Problem Statement:
Fake news is a prevalent danger in today’s society. The inability to distinguish between factual information and made-up stories posing as news has led to misinformed citizens, and therefore, a misinformed electorate, which is a challenge to democracy. This issue has been exacerbated recently with the coronavirus pandemic, as misinformation has become a great danger to public health. To quell this problem, it is necessary to create a model that distinguishes between news written by professional journalists and that written by non-professionals hoping to spread fake information. The model will be able to predict what category an article falls into for a reader trying to avoid fake news. This can be done through natural language processing by looking for patterns in sentence structure, word choice, and tone. This will require tokenization as well as an embedding layer in the model.
Data:
The dataset used for this model was downloaded from Kaggle.com. It consisted of two csv files, one containing fake news article and the other containing real news articles. The fake news dataset had 23,481 observation each with four features: title, text, subject, and date. The real news dataset had 21,417 observations with the same four features. The date column consisted of ordinal data, while the other features were all nominal data. All the fake news text included was published in 2015, 2016, or 2017, while the real news text was all published in 2016 or 2017. The data was imported into the script as separate pandas DataFrames. Only the text feature was used in the model, so for both sets of data, each observation from the text column was put into a list. Both lists were then combined into one array and shuffled. Additionally, each text was tokenized and padded at the end to match the length of the longest text. A second array was made in the same way to hold the label of fake or real for each text. Fake news was codified as 1, and real news was codified as 0. This array held the same order as the text array, so each text had a corresponding label. Of the total 44,898 observation, 35,000 were used for training, and the remaining 9,898 were used for testing.
Methods:
The model itself consisted of an embedding layer, a global average pooling layer, and two dense layers. A sigmoid activation was used in the final dense layer as the model is being used to predict probability, which exists between 0 and 1. Binary crossentropy was chosen as the loss function, and adam was chosen as the optimizer.
Model Performance:
The model performed with a training accuracy of 0.9965, a training loss of 0.0166, a validation accuracy of 0.9958, and a validation loss of 0.0215. This was higher than expected and means that, for the most part, the model was neither overfit nor underfit.
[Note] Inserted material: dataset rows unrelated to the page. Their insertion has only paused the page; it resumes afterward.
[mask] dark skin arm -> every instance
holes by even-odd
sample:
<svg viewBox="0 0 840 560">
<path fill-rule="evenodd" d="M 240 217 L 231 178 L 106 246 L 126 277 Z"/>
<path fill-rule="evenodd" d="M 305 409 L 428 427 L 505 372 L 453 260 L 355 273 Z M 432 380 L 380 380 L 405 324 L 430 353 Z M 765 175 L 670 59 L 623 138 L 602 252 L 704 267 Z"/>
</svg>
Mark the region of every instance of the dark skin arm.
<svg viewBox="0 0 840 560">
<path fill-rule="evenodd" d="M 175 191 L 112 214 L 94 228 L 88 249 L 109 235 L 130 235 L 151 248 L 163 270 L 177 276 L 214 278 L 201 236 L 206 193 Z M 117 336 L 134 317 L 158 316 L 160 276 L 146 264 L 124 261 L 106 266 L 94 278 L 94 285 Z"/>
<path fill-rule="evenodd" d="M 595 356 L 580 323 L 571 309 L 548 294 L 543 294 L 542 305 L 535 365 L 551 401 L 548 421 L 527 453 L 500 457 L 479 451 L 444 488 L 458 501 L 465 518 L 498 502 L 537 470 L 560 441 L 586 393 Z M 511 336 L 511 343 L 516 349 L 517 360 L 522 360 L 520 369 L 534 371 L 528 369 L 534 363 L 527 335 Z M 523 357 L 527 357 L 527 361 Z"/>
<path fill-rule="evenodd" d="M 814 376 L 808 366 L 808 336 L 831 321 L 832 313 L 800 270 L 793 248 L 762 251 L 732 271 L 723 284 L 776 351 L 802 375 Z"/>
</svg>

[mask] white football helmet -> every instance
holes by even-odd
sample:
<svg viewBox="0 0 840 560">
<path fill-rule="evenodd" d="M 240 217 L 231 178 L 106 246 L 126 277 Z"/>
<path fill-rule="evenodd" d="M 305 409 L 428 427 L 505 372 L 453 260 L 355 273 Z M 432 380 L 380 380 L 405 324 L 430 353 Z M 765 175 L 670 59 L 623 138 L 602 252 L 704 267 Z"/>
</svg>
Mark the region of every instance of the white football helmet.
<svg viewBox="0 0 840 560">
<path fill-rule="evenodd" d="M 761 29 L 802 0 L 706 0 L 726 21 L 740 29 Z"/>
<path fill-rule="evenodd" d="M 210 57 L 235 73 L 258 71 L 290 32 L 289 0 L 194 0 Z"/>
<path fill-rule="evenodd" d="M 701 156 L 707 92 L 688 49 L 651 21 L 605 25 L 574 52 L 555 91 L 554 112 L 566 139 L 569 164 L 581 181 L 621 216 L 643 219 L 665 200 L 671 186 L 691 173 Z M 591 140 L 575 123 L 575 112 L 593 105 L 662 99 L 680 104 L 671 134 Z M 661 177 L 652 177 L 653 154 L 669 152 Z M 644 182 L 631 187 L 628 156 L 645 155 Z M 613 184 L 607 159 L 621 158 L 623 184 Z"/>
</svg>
In fact, this model unexpectedly performed better than the model found in another study, in which n-grams, feature extraction, and other, more sophisticated methods were used. This difference is likely due to the dataset on which this model was trained. Most of the real news text was formatted in a way such that it began with the name of the city in which the news occurred in all caps. Therefore, it is likely had an easier time picking up on whether a text was fake or real, as it was able to rely on that significant formatting difference. This suspicion could easily be proven true or false if a different dataset was used for training.
Project Proposal:
Ideally, this model will be able to be used as a real time fake news identifier in which internet users are able to copy and paste text into the detector’s webpage and run the model or use an extention that runs the model. This would then have an output that is a percentage describing the likelihood that the text is fake. Therefore, readers will be able to immediately identify potentially fake news and avoid harmful misinformation. However, quite a bit more work and investigation would have to be done to reach this point. First and foremost, due to this potential issue mentioned above, the model would need to be rerun on a brand new dataset in which the fake news and real news are formatted identically and would need to be adjusted based on that performance until accuracy is increased and overiftting is minimized. This could also be done by including more preprocessing of the text as a method of formatting rather than attempting to find an already existing dataset that adheres to that criteria. Furthermore, a predictive component will need to be added after the model is trained, and this will need to formatted to a percentage so as to be more readable for users. Additionally, to do this, a path must be implented to load the submitted text into the predictive model.